Demais disso, ainda a mesma Lei, desta feita em seu art. 72, impõe aos Delegados de Polícia as mesmas vedações previstas na Constituição Estadual aos membros do Ministério Público, quais sejam:
"Art. 181. Aos membros do Ministério Público [leia-se ao Delegados de Polícia] são estabelecidas: (...)
II - as seguintes vedações:
- receber, a qualquer título e sob qualquer pretexto, honorários, vantagens ou custas processuais;
- exercer a advocacia;
- participar de sociedade comercial, na forma da lei;
- exercer, ainda que em disponibilidade, qualquer outra função pública, salvo uma de magistério;
- exercer atividade político-partidária, salvo exceções previstas na lei".

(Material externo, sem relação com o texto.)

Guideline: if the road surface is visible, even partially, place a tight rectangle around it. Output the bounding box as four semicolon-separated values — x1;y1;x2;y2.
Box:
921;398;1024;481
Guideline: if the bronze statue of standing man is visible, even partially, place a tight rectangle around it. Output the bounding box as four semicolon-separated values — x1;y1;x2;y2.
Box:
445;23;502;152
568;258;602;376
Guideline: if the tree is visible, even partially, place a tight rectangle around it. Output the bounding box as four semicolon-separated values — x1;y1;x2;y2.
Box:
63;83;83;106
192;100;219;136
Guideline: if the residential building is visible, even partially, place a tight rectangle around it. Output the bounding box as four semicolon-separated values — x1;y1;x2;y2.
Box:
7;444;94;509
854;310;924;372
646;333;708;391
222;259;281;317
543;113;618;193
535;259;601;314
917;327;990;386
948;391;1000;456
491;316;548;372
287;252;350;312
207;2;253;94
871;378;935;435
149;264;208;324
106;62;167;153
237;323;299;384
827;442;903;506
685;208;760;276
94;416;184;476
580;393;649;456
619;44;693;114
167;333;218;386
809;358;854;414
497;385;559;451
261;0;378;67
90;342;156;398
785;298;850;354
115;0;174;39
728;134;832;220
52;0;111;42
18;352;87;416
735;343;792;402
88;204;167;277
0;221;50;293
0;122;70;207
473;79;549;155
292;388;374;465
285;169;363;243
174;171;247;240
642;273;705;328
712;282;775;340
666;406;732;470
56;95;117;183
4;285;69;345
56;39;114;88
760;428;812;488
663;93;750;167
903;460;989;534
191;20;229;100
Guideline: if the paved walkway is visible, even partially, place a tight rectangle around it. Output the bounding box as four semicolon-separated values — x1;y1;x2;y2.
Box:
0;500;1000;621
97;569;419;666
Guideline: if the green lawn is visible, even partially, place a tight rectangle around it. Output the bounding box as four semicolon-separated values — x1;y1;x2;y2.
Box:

Bem se vê, pois, que o adicional por tempo integral merece ser pago aos Delegados de Polícia não em função do exercício de eventuais serviços extraordinários, mas em decorrência da importância e complexidade da atividade policial, expressamente reconhecidas em lei. Deve ser pago ainda em decorrência do fato de o Delegado exercer a função policial com exclusividade, impondo-se-lhe vedações idênticas às atribuídas a membros do parquet.
Também não importa se a jornada de trabalho é intervalar ou ininterrupta (a jornada dos Delegados de Polícia do Estado tem sido de vinte e quatro horas ininterruptas!). Com feito, não se confunde "função exercida em tempo integral" com "jornada de trabalho ininterrupta". Aquela diz respeito a vedações funcionais impostas ao servidor, tais como as atribuídas aos Delegados de Polícia, nisso assemelhados aos Promotores de Justiça; esta se refere ao lapso temporal diário em que o serviço é prestado. Apenas a primeira (função exercida em tempo integral) é ensejadora da gratificação por tempo integral.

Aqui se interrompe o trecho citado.